周りの視線が気になる前にあの場を去り、大好きな我が家へ帰ってきた。それからの時間は早くて、いじっている携帯の右上に表示される時間は19︰02となっている。

ダイニングテーブルに伏せるような形で、美味しそうな匂いを放つ夕飯を待つ。匂いの正体はわかっているのに、なかなかそれとは出会えない。体の中心辺りから、可哀想なほどの音が鳴った。もう何度目だろうか。

「お腹空いたっ……」

次第に携帯をいじる気力もなくなり、腕の上にのせていた顔を伏せた。すると空腹が限界に達し、眠気が襲ってきた。

しばらく空腹と眠気に耐えていると、頭の上でテーブルになにか硬いものを置く音が聞こえた。

勢いよく顔を上げれば、予想通りの料理が盛られた皿があった。ナポリタンだ。私の大好きな、昔ながらのといった感じのナポリタン。

「やった。待ってましたっ」

ようやく空腹とおさらばできると幸せな気持ちでフォークを握ると、「ちょっと?」とお母さんの声が飛んできた。
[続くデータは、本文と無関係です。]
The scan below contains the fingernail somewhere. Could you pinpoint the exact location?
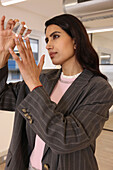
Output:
[15,38,18,42]
[9,48,12,51]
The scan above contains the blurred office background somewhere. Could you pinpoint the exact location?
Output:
[0,0,113,170]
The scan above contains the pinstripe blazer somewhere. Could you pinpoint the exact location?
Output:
[0,67,113,170]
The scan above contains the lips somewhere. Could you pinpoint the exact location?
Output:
[49,52,57,58]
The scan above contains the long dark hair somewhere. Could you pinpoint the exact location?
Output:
[45,14,107,80]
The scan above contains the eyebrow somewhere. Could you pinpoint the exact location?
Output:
[45,31,61,41]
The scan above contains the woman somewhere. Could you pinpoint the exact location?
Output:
[0,14,113,170]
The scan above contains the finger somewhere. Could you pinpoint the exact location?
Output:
[26,37,32,53]
[38,55,45,72]
[9,48,21,64]
[11,19,19,30]
[15,37,26,61]
[6,19,15,30]
[19,25,26,35]
[24,29,32,38]
[0,16,5,30]
[18,34,26,50]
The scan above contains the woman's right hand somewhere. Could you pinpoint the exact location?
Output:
[0,16,16,68]
[0,16,25,68]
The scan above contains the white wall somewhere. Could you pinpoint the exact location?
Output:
[0,6,55,69]
[0,6,54,156]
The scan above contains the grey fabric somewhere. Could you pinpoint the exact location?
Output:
[28,163,40,170]
[0,67,113,170]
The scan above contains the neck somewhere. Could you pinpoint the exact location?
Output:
[62,57,83,76]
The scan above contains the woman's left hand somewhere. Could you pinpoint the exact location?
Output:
[9,35,45,91]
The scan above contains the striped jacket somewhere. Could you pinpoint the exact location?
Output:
[0,67,113,170]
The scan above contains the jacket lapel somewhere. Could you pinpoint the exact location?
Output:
[56,69,94,116]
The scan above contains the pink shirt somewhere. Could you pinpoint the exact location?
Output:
[30,73,80,170]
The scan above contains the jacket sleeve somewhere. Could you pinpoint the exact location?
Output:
[17,76,113,154]
[0,65,20,111]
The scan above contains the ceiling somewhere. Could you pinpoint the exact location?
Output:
[14,0,63,18]
[0,0,113,28]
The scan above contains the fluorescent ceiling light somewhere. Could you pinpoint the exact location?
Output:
[87,26,113,34]
[65,2,77,7]
[1,0,27,6]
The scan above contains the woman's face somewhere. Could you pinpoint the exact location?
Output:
[45,24,76,65]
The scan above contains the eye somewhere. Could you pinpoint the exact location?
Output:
[53,34,60,40]
[45,38,49,44]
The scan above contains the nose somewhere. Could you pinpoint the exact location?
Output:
[46,41,53,50]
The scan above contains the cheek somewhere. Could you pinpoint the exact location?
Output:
[61,43,75,56]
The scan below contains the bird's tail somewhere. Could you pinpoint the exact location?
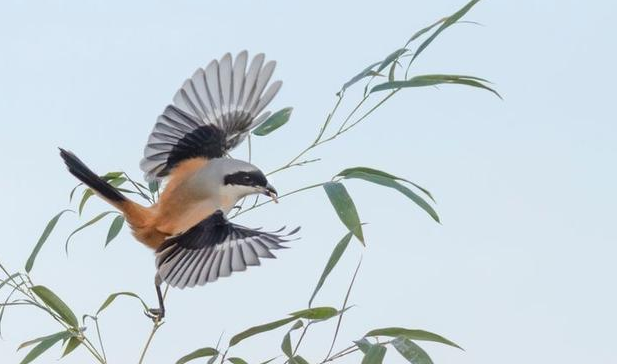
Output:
[60,148,149,227]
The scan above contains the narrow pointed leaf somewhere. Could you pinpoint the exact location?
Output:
[377,48,408,72]
[105,215,124,246]
[392,337,433,364]
[364,327,463,350]
[323,182,364,244]
[32,286,79,328]
[371,75,502,99]
[17,330,67,351]
[96,292,148,316]
[176,348,219,364]
[337,167,435,202]
[62,337,81,358]
[342,61,383,91]
[78,188,94,215]
[290,307,338,320]
[309,232,353,307]
[0,272,21,289]
[362,345,386,364]
[20,331,71,364]
[69,183,84,202]
[26,210,73,273]
[227,357,249,364]
[148,181,159,193]
[261,356,278,364]
[345,172,439,222]
[354,337,373,354]
[410,0,480,62]
[253,107,293,136]
[101,172,124,181]
[405,17,448,47]
[229,316,298,346]
[281,320,304,358]
[289,355,309,364]
[281,332,293,358]
[64,211,118,252]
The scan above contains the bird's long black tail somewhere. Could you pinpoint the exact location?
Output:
[59,148,127,205]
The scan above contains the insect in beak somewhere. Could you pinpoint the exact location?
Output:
[264,183,279,203]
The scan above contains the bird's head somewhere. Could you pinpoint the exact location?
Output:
[213,158,277,202]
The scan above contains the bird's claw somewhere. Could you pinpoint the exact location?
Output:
[144,308,165,322]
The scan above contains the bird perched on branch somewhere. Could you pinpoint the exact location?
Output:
[60,51,298,319]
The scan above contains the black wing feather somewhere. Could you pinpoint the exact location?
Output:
[140,51,282,181]
[156,210,298,288]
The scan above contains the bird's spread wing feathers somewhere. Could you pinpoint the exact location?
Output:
[141,51,282,181]
[156,211,299,288]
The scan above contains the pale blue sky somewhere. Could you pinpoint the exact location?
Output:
[0,0,617,364]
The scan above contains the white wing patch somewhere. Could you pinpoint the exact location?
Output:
[140,51,283,181]
[156,223,299,288]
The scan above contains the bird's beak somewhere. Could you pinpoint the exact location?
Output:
[264,183,279,203]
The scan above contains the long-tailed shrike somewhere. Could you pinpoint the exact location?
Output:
[60,51,298,319]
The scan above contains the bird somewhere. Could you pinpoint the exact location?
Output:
[59,51,299,320]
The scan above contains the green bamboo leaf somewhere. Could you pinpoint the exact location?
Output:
[69,183,84,202]
[101,172,124,182]
[336,172,440,222]
[260,356,278,364]
[17,330,67,351]
[148,181,159,193]
[227,357,248,364]
[253,107,293,136]
[64,211,118,253]
[20,331,71,364]
[364,327,463,350]
[26,210,74,273]
[281,332,293,358]
[341,61,383,91]
[371,75,502,99]
[105,215,124,246]
[62,337,81,358]
[362,345,386,364]
[176,348,219,364]
[354,337,373,354]
[289,307,338,320]
[410,0,480,63]
[377,48,408,72]
[405,17,448,47]
[392,337,433,364]
[289,355,309,364]
[336,167,436,202]
[388,61,399,82]
[77,188,94,216]
[309,232,353,307]
[281,320,304,358]
[0,282,26,338]
[323,182,364,245]
[32,286,79,328]
[229,316,298,346]
[96,292,148,316]
[0,272,21,289]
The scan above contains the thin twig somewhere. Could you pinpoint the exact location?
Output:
[324,258,362,360]
[230,182,326,219]
[138,285,169,364]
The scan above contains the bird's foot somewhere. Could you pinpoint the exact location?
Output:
[144,308,165,323]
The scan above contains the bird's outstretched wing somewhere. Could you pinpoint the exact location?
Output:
[140,51,282,181]
[156,210,300,288]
フォークがパスタに触れる直前のところで手が止まる。視線を上げると、お母さんの意地悪な笑みが現れた。

「手、洗ってきなさい?」

しれっと視線を皿へ戻す。母は、空腹で目の前にナポリタンがあるこの状況で手を洗えと言っているのか。

「あっ、帰ってきてから洗った。大丈夫」

「嘘つき」

意地悪なお母さんを、悲しさをアピールした目で見つめてみた。

私は目の前の料理を食べることを望み、皿に盛られたオレンジ色に輝く麺は、今すぐにでも食べられることを望んでいるのに、母はそんなことを言うのか。

「……わかった。じゃあ一口食べてから……」

「忘れたフリするでしょ」

許してくれる気配のないお母さんの声に、私はフォークをテーブルに戻し、ため息をついた。

「しょうがないなあ」

えらいえらいというお母さんの声を背中で聞きながら、悲鳴を上げるお腹を励ましてリビングを出た。